Suddenly, Geillis and her free-spirited ways make more sense if she's from the late-1960s, and has therefore lived during a time that was even more progressive for women than Claire. It also opens up a lot of possibilities for the future, if time-travel isn't a unique event for Claire. Are there any others floating around 17th-century Scotland? Is it now even more likely that the strange figure from the pilot, seen staring up at Claire's hotel window, is someone who's travelled forward in time to be sure she's safe? Incidentally, I've always thought that person was Anghus (Stephen Walters).
If the episode had ended there, it would have probably been a highlight of the year, but events actually continued and provided yet more significant developments. Having cleared her name, thanks to the sacrifice of a fellow time-traveller, Jamie was demanded truthful answers from his wife... and, no doubt increasingly tired by all the lies, Claire finally unburdened herself about how she came to be in Scotland, and why she knows so much about Jack Randall, the Jacobites, and the Duke of Sandringham. And while I was braced for Jamie to take this information the wrong way, I was heartened to see he was believing and open-minded.
With the story now having Jamie on the same page as Claire, it should make her struggles a little easier. She has a husband who's now a confidant, and thus better equipped to protect her because he knows the full story and can help keep Claire's secret from those who'd view such a tale in a negative way. Is it plausible Jamie would buy into the story? I'm not sure, but I know it's a relief from an audience perspective.

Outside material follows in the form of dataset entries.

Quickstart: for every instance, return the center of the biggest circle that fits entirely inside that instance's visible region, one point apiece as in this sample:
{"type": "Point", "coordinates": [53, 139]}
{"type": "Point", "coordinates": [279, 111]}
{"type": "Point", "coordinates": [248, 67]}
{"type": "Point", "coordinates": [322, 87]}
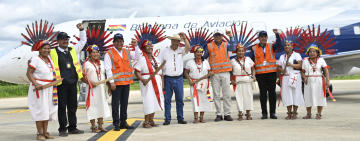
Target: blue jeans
{"type": "Point", "coordinates": [176, 85]}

There'll be less lies, and some fun opportunities for Claire to regale Jamie about the future world—unless she's aware of the dangers about doing that.

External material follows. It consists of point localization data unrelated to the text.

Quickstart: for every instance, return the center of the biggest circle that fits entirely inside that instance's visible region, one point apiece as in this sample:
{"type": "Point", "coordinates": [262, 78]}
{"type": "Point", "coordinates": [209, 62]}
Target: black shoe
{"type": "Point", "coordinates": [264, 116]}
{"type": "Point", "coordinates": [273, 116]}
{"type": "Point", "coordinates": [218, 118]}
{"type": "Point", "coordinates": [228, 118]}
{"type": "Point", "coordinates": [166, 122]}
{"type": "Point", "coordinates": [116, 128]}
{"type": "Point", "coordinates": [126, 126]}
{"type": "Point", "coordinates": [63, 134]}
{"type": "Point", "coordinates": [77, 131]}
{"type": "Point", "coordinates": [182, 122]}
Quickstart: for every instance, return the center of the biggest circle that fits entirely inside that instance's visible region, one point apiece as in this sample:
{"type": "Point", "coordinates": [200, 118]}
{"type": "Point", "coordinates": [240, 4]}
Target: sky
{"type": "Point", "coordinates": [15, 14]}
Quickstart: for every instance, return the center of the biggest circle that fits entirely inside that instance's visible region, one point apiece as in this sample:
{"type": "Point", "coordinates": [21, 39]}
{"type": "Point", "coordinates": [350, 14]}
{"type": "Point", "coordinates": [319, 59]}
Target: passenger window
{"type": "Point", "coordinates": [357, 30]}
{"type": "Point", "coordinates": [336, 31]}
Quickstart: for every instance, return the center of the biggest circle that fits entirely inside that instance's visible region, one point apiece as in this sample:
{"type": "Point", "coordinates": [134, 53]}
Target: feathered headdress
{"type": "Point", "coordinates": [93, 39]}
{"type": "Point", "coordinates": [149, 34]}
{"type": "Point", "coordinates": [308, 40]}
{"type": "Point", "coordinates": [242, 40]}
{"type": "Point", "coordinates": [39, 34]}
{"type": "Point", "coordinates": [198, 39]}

The ending was also great, as Jamie surprised Claire by delivering her back to Cragh na Dun, thus giving her the opportunity to return to 1945 and reunited with her first husband Frank. It's been he goal from the start, and a huge crossroads for the character. To stay in dangerous 17th-century Scotland and try to make a life with Jamie in his ancestral home, or return to the more civilised 20th-century and continue rebuilding a marriage interrupted by war.

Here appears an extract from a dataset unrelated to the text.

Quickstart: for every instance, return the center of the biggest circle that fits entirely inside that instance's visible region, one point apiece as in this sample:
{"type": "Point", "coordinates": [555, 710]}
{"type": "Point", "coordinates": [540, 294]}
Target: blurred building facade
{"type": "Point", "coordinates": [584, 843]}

Claire chose, inevitably, Jamie. I was slightly disappointed this episode didn't end with Claire back in her own time, it has to be said. It would have been fun to see her try to get back to normal, making up another story to satisfy Frank and the police regarding her disappearance. She might then have actually chosen to leave Frank, to get back to Jamie—perhaps having looked him up in the history books, to discover he's going to die "soon"? Too Back to the Future: Part III? Perhaps.
Regardless, having ushered big changes into the show, I'm looking forward to what the final five hours have in store. There's still a surprising amount of time left this season, considering this hour could easily have acted as a finale.